Jesus und die Jünger brauchen eine Pause. Das, was Lehrer heute als Pause bezeichnen, reicht nicht für die Rekreation von Mens und Physis. Da braucht es Abgeschiedenheit, einen alternativen Blick auf die Themen, Inspiration zur Übersetzung in die Sprache der zu Belehrenden. Jetzt stelle man sich für einen kurzen Moment vor, die Schülerschaft einer Klasse findet eine Lehrkraft so faszinierend, dass sie nicht nur während des Unterrichtes an den Lippen der Lehrkraft klebt, sondern diese auch nach Schulende bis nach Hause verfolgt und den Rest der gesamten Schule dazu animiert, mitzukommen, womöglich die Lehrkraft unterwegs noch über soziale Medien zu kontaktieren und so weiter und so fort. Die Lehrkraft müsste verzweifeln.
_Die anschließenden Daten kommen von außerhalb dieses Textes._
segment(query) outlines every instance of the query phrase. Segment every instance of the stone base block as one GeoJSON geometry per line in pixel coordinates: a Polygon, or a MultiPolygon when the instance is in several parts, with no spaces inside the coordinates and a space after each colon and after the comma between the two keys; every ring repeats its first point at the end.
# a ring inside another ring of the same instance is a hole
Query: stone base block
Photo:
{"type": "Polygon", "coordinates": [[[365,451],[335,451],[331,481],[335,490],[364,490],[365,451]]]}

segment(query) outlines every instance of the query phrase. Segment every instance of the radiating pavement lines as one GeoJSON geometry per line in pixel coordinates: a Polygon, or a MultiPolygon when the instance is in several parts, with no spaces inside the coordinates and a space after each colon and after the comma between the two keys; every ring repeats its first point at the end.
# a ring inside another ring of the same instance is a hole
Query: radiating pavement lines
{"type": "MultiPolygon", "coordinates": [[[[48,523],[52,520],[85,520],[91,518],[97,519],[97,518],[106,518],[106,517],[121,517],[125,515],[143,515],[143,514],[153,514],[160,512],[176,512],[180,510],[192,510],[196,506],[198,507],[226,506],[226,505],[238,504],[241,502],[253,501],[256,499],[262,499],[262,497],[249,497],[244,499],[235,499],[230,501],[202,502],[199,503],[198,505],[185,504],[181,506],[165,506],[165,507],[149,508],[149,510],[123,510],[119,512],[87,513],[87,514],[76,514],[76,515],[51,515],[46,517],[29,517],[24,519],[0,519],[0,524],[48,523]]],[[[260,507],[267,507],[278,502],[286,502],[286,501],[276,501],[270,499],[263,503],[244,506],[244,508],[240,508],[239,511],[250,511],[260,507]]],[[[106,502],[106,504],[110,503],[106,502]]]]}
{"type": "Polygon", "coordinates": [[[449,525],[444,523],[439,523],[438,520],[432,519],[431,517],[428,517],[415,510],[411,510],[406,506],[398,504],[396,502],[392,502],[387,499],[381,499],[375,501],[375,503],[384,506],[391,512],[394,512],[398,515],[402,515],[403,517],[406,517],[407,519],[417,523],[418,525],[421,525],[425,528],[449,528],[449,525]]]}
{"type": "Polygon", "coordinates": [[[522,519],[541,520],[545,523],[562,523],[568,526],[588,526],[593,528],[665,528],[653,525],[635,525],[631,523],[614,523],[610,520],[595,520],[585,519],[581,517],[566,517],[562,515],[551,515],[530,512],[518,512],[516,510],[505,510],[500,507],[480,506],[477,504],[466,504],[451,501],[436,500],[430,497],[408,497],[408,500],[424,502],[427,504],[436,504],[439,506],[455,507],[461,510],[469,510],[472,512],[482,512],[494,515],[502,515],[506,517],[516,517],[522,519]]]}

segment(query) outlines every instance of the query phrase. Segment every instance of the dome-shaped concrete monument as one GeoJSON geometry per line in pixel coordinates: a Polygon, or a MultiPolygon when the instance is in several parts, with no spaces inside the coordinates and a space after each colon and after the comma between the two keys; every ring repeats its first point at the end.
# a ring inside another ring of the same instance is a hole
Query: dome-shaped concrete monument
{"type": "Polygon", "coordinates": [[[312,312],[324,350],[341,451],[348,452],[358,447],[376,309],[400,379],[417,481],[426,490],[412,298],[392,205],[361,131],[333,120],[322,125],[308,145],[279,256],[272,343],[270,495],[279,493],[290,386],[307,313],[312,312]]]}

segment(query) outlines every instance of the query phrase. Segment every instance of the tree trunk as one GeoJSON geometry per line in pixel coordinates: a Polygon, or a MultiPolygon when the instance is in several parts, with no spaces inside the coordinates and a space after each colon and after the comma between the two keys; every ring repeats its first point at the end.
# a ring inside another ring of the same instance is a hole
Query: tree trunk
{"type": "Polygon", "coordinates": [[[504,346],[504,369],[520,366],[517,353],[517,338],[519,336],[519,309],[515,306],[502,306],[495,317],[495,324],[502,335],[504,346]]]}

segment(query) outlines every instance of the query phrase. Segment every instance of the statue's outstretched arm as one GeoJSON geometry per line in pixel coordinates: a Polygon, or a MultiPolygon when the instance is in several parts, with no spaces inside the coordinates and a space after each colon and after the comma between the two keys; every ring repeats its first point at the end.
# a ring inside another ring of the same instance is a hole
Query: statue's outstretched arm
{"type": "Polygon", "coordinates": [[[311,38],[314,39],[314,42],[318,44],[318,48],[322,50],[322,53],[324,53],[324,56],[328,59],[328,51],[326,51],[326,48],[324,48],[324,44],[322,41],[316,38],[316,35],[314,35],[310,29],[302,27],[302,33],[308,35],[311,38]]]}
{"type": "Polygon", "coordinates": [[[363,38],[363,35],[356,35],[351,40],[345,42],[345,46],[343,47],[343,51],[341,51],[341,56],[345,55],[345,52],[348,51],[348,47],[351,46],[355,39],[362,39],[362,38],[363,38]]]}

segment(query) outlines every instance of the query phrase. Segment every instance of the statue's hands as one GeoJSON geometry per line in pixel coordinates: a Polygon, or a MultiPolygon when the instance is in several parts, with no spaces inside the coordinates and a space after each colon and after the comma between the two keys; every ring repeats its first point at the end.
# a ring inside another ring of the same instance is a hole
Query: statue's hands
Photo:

Jesus verzweifelt nicht. Er nimmt sich Zeit. Viel Zeit. „Und er lehrte sie lange.“ Wer ist diese Gruppe, die da belehrt wurde? Mit ziemlicher Sicherheit sind das dieselben, die ihn später verleugnen, nichts verstanden haben und ihn am Kreuz hängen lassen. Wir also. Wir alle, die wir uns heute als Christen bezeichnen, dabei keinerlei Skrupel haben und dennoch vielleicht schlecht über unseren Nachbarn denken, sozial Bedürftigen die Bezüge kürzen und ein Wettrüsten zum Schutz der Nation gutheißen, obwohl uns dieser Lehrer gelehrt hat, Feinde zu lieben und Gewalt nicht eskalieren zu lassen.
Die Bibel ist Gottes Lehrbuch und er lehrt uns noch heute lange. Und wie bei unterrichtsfernen Wesen verfängt die Lehre bei uns nicht. Mindestens nicht immer. Da es irgendwo auf der Welt immer Aktivität gibt, brauchen Teile von uns ununterbrochen einen Lehrer.
Was mich hoffnungsvoll macht, ist die Unermüdlichkeit Jesu. Er erkennt den Lehrbedarf. So, wie Sie und ich vermutlich das Lehrfach kennen: Liebe.
Ich weiß nicht, wie es heute ist, aber bei mir gab es noch Hausaufgaben. Bei Jesus hieße die Hausaufgabe vermutlich: Geh und mach was Gutes. Tu etwas, bei dem Du und Dein Gegenüber erkennen, dass es allein aus einer tiefen Liebe heraus getan wird. Es wird nicht immer klappen, aber versuche es wenigstens.
Ihnen und mir wünsche ich bei der Bewältigung der Hausaufgabe viel Erfolg. Hausaufgaben bereiten ja auf die Prüfungen des Lebens vor und sollen Praxis einüben, bevor es nötig wird. Da ist es doch gut, zu wissen, dass unserer Lehrer kreativ bleibt und wir uns jederzeit an ihn wenden können.